[Viewpoint]Get serious with verificationWhat do Columbia State University, La Salle University, Pacific Western University and the City University of Los Angeles have in common?
They are all based in the United States of America and they are all, despite their impressive names, diploma mills that issue or have issued worthless degrees. Diploma mills are by definition so-called educational institutions that grant fast-tracked unaccredited degrees for minimal academic work and the payment of a fee.
Korea has recently been rocked by revelations that some people have purchased such degrees and used them to obtain employment or advance their careers. First, the revelations about fake degrees, forged qualifications and untruthful resumes were confined to noted figures in Korean life and now the spotlight is turning to native English-speaking teachers in private language institutes.
In fact, the first time I ever met someone who admitted working with a bogus qualification was during my short stint as an English teacher in a language institute here in Seoul 20 years ago. At that time, one of my fellow teachers, an American, was teaching on the strength of a degree in astrology which he had purchased from a back-page advertisement in the National Enquirer for $50.
Although his formal education had ended in his mid-teens, this man was largely self-educated and was a reasonably effective teacher. However, his situation was similar to that of a person who drives for a living while using a bogus driver’s license.
At the same time, a good friend who was in an administrative position at a large language institute in central Seoul was able to show me forged qualifications he had received from people applying for teaching positions at his institute.
At that time it was well known that degree certificates could be purchased on a certain street in Bangkok; a recent documentary on KBS-TV showed that is still true. Bogus degrees purporting to come from bona-fide institutions and diplomas from diploma mills do nothing but hurt the quality of English teaching and the reputations of English language institutes, as well as undermine respect for the thousands of well-educated people who come to Korea to teach in language institutes, private and public schools, colleges and universities.
Since the widespread expansion of the private English language teaching sector in Korea that began in the early 1990s, I have known from experience that native English-speaking teachers here are often young, well-qualified recent college graduates or older people who have many years of teaching and life experience and are now looking to do something different in the latter part of their full-time working lives.
By and large, Korea benefits from the enthusiasm of the young and from the experience of the older veteran teachers. In this day and age, with Internet and e-mail, it should be easy to contact schools and verify qualifications granted by educational institutions abroad. Perhaps a special agency needs to be established in the Department of Education or other competent authority to act as a vetting body for teaching qualifications of non-national teachers. It is easy to compose a database of diploma mills and to insist that sealed academic transcripts be sent directly to the vetting body from the issuing institution.
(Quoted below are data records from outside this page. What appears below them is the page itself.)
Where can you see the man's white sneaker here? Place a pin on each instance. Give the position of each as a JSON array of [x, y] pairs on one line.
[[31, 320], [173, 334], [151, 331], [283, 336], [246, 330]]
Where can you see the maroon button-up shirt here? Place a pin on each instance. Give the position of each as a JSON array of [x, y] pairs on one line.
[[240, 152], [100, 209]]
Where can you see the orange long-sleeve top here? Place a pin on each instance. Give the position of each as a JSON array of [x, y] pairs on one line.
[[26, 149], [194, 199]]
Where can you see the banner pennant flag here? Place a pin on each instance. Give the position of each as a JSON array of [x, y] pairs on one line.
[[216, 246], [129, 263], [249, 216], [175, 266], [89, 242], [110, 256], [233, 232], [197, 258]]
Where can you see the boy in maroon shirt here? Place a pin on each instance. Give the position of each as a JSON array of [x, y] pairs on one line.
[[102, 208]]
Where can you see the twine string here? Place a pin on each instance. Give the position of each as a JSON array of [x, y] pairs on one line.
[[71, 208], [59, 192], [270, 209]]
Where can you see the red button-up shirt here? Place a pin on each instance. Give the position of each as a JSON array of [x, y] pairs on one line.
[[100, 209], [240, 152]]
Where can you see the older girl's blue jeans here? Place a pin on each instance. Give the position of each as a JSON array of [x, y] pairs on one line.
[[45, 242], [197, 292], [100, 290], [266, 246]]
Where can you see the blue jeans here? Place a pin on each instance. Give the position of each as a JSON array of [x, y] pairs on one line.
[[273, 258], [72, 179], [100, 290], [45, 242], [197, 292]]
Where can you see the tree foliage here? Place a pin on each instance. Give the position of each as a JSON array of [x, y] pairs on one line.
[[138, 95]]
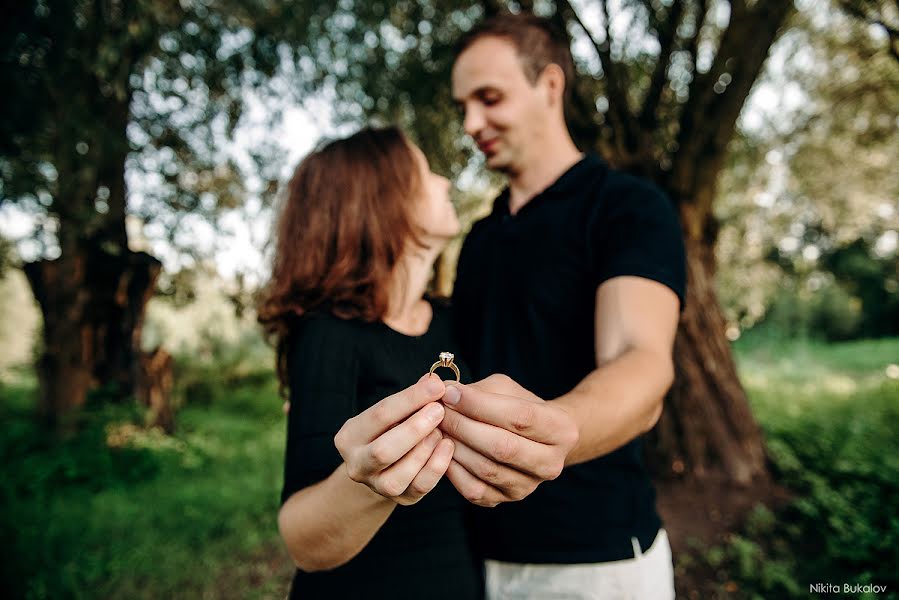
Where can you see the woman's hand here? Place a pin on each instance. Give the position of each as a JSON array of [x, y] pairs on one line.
[[394, 447]]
If people are needed urgently to fill positions they can be given conditional temporary work permits to stay here until their qualifications are verified.
It is also my experience, as someone involved in religious and educational work, that it is now standard practice throughout the world to expect candidates who wish to work with children to obtain or consent to a police clearance from the places where they have lived or worked before. If such child protection procedures are in place in many countries for voluntary Sunday school teachers and youth group leaders, they should also be in place for those who are teaching children here.
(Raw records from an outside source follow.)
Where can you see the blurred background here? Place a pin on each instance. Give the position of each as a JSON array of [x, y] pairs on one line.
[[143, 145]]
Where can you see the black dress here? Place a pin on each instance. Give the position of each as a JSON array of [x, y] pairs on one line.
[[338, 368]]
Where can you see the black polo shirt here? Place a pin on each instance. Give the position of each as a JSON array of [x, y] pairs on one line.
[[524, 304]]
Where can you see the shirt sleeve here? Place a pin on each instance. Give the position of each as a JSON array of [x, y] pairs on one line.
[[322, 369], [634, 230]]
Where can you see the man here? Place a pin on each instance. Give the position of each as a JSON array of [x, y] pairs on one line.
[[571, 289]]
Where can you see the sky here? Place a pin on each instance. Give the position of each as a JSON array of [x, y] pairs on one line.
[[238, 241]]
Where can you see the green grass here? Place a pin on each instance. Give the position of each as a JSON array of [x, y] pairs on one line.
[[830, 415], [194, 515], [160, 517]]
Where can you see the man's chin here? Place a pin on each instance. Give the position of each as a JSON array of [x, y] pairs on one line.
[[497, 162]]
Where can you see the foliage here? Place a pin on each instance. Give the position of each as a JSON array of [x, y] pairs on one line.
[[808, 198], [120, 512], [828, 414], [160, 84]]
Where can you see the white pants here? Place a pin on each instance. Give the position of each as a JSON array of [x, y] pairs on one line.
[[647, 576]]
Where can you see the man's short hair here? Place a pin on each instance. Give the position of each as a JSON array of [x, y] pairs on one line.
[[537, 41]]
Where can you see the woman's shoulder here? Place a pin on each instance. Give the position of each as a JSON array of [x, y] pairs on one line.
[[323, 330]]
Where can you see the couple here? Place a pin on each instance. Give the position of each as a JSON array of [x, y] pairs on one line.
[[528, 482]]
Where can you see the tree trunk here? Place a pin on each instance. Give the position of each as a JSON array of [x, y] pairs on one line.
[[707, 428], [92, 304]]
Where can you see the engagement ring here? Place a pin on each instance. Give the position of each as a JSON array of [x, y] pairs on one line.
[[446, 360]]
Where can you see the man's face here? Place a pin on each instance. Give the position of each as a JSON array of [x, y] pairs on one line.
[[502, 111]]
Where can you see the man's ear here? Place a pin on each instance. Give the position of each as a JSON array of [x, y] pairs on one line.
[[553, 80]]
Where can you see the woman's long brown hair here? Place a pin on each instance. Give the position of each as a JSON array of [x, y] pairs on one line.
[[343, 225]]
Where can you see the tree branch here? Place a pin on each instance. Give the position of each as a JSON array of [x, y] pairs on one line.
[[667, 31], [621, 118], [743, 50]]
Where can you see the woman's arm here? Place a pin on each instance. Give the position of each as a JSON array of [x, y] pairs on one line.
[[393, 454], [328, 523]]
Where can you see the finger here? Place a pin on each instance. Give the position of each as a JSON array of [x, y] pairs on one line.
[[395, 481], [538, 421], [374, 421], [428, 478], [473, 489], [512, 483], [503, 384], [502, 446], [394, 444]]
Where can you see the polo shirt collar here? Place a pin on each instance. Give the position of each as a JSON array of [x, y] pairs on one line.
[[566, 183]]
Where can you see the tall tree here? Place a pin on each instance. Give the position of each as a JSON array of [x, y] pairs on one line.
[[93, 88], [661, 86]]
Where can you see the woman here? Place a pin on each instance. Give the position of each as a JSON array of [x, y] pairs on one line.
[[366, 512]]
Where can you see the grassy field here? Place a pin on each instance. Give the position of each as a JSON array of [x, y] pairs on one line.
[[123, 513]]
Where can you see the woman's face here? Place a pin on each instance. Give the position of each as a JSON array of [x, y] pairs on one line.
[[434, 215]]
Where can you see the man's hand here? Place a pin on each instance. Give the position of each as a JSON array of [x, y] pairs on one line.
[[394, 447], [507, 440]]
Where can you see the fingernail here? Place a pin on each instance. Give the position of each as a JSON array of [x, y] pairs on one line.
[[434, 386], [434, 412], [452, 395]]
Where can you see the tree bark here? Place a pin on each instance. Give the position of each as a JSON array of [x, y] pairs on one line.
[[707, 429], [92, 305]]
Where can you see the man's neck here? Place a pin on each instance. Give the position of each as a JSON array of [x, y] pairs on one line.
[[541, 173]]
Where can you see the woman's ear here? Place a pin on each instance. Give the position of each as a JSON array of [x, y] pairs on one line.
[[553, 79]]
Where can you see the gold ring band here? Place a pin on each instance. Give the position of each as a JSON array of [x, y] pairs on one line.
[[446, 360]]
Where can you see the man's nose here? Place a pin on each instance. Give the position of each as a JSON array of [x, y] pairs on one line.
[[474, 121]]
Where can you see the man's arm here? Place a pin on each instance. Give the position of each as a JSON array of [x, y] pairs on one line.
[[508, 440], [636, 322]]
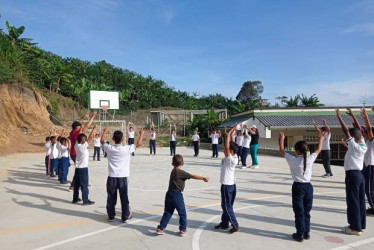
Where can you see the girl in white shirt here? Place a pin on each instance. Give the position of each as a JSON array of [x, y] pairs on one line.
[[302, 189]]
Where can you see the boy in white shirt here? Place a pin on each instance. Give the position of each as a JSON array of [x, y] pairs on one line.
[[228, 187], [81, 168], [368, 170], [302, 189], [354, 180], [325, 153], [47, 146], [196, 143], [215, 136], [118, 172], [97, 146]]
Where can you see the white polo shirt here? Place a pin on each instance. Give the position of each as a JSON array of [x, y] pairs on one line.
[[228, 165], [119, 159], [354, 157], [214, 137], [326, 142], [296, 165], [195, 137], [97, 142], [82, 155], [131, 134], [369, 155]]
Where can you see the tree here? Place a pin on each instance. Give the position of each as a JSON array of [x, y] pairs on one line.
[[250, 94]]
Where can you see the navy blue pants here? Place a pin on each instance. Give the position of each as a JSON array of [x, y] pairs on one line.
[[239, 153], [47, 164], [215, 150], [113, 185], [152, 146], [368, 173], [65, 164], [244, 156], [173, 145], [81, 181], [54, 166], [97, 152], [355, 192], [196, 147], [302, 202], [174, 200], [228, 194]]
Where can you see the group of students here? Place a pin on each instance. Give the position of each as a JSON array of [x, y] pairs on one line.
[[360, 156]]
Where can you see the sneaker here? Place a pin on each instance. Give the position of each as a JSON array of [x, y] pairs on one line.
[[306, 236], [182, 233], [221, 226], [88, 203], [370, 212], [297, 237], [349, 231], [234, 230]]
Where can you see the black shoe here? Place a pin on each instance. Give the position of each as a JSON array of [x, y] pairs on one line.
[[88, 203], [234, 230], [306, 236], [221, 226], [297, 237]]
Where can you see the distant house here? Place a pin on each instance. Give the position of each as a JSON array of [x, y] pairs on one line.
[[296, 123]]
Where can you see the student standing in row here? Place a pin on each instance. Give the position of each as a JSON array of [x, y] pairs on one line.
[[368, 170], [354, 180], [119, 157], [81, 168], [302, 189], [215, 137], [228, 187], [173, 141], [325, 153], [196, 143]]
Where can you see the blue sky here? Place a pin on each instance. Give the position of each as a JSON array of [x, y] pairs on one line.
[[324, 47]]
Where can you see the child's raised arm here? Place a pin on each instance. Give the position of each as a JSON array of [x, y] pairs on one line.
[[281, 143], [367, 123], [197, 177], [342, 124]]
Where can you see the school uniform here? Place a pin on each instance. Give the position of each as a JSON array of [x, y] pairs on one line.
[[97, 146], [302, 190], [47, 146], [81, 172], [245, 148], [228, 191], [173, 143], [131, 139], [239, 142], [326, 154], [152, 143], [214, 137], [195, 142], [368, 172], [53, 159], [355, 184], [174, 199], [118, 173], [65, 164]]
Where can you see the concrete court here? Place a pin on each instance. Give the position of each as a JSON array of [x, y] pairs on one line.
[[36, 212]]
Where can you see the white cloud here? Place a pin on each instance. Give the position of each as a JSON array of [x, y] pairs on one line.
[[367, 29]]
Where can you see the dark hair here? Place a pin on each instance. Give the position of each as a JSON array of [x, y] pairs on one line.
[[80, 137], [355, 133], [233, 147], [177, 160], [303, 148], [117, 136]]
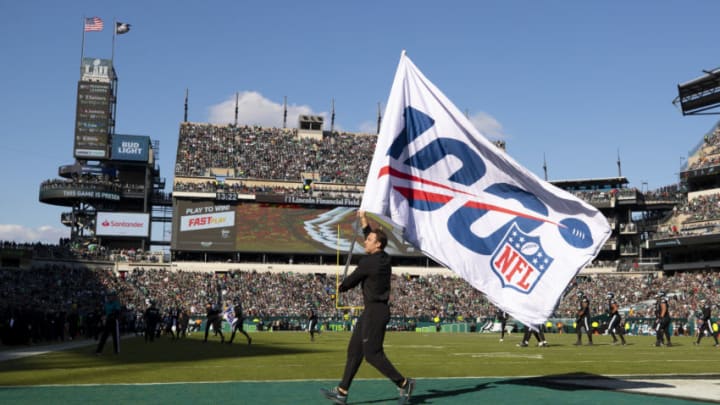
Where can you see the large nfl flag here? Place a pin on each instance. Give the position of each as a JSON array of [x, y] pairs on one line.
[[466, 204]]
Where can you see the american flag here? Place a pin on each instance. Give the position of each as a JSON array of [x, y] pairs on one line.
[[93, 24]]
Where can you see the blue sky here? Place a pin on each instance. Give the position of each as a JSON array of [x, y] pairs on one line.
[[573, 81]]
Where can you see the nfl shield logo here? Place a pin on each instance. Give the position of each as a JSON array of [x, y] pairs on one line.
[[519, 260]]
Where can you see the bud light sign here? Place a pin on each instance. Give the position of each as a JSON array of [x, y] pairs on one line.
[[130, 147]]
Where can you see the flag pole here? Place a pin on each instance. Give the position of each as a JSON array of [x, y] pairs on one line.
[[114, 27], [352, 246], [82, 46]]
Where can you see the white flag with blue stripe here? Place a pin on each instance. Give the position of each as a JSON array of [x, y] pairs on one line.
[[469, 206]]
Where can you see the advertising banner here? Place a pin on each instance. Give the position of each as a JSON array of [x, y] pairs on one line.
[[122, 224], [130, 147]]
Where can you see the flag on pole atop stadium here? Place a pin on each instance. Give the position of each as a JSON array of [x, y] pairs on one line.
[[469, 206], [122, 28], [94, 24]]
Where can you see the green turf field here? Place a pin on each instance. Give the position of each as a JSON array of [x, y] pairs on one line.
[[286, 358]]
Of course, these all involve some expenditures of time and money but if standard vetting procedures are not in place, then these incidents of uncovering sub-standard practices and fraudulent qualifications will recur over and over again with the constant risk that unsuitable people will gain access to children.
It is no use pointing fingers at bogus teachers without putting the onus on those who employ them and those who issue their visas and work permits to see that all is done to insure the right people are hired for the right job.
*The writer is vicar for the English speaking congregation at the Anglican Cathedral in central Seoul.